Coexistent thrombophilic traits were identified in some (but not all) patients with afibrinogenemia and thrombosis.30 A review of 50 CFD cases that are described in the scientific literature reported thrombosis (both related and unrelated to fibrinogen replacement) in 30% of patients overall, and in 67% of adult non-obstetric patients.23 Surgery was very frequently associated with thrombosis.23
Persons with afibrinogenemia have been reported to exhibit an increased rate of arterial events, which would be expected with enhanced platelet activation, but venous thrombi are also common.5,23 The number of embolized thrombi was 6-fold higher in fibrinogen knockout mice than in wild-type mice and led to vessel occlusion, findings that are consistent with the anti-thrombotic properties of fibrinogen.32 However, in addition to vascular occlusion by thromboemboli, vascular intramural hematomas obstructing blood flow have been detected in afibrinogenemia, and embolization of a poorly-formed, loose clot may result from a vaso-occlusive complication of defective clot formation. These paradoxical bleeding, clotting and mixed events have hampered efforts to characterize phenotypes in congenital afibrinogenemia.

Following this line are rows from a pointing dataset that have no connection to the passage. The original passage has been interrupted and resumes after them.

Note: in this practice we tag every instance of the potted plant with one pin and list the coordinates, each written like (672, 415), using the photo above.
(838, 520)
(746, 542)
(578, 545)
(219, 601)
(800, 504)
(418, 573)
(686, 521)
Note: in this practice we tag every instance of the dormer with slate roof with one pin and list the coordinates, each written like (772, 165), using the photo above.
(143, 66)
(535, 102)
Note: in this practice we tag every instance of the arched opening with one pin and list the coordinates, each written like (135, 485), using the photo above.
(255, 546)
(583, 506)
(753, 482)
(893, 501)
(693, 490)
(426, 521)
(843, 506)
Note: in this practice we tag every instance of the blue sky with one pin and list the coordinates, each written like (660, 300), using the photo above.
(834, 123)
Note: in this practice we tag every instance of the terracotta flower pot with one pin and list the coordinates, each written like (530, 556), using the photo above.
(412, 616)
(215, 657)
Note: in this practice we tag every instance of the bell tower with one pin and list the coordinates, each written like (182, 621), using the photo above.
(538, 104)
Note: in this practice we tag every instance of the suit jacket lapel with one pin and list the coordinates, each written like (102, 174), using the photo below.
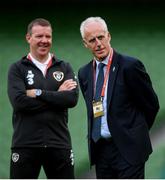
(112, 78)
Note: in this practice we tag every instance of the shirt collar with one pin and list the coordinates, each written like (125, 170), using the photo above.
(35, 61)
(105, 61)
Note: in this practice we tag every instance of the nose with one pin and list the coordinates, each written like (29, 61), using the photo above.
(98, 42)
(44, 39)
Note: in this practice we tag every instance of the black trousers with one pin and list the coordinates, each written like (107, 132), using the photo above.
(26, 163)
(111, 165)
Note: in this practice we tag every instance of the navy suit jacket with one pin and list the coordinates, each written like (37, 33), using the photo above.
(131, 107)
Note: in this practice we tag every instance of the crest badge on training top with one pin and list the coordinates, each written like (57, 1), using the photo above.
(58, 75)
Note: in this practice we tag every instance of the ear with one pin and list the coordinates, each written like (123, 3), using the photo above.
(109, 36)
(28, 36)
(85, 44)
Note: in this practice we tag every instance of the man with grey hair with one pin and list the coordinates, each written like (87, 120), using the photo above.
(121, 106)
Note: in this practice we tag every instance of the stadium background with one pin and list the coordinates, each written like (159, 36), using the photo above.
(137, 29)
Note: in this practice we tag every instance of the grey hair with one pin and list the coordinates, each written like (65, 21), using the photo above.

Hypercoagulability in afibrinogenemia cannot be easily predicted, as afibrinogenemic patients have normal concentrations of other procoagulant proteins and consequently show normal velocity and quantity of thrombin generation. A relative excess of thrombin may be determined as an increase in circulating thrombin-antithrombin complexes (TAT), which may contribute to thromboembolic events; however elevated circulating TAT is not a consistent finding in patients with afibrinogenemia and thrombosis.31
Patients with dysfibrinogenemia exhibit an unpredictable clinical phenotype. In a compilation of 250 patients, 53% were asymptomatic, 26% experienced bleeding symptoms, and 21% had thrombotic manifestations, some of whom also had bleeding.21
Skin necrosis and arterial and venous thromboses have been described. Postpartum thrombosis, spontaneous abortions, and stillbirths are described in the ISTH database (http://site.geht.org/base-de-donnees-fibrinogene/). In the reported literature, obstetrical complications are as prevalent in dysfibrinogenemia as in afibrinogenemia, although this similar prevalence may represent reporting bias.22,23 Pregnant women with dysfibrinogenemia are at particular risk for bleeding after vaginal or cesarean delivery and regional analgesia.
Impaired wound healing and wound dehiscence after surgery have been reported to occur in persons with afibrinogenemia or dysfibrinogenemia who do not receive replacement therapy, due to the formation of a non-tensile clot with inadequate deposition of restorative proteins.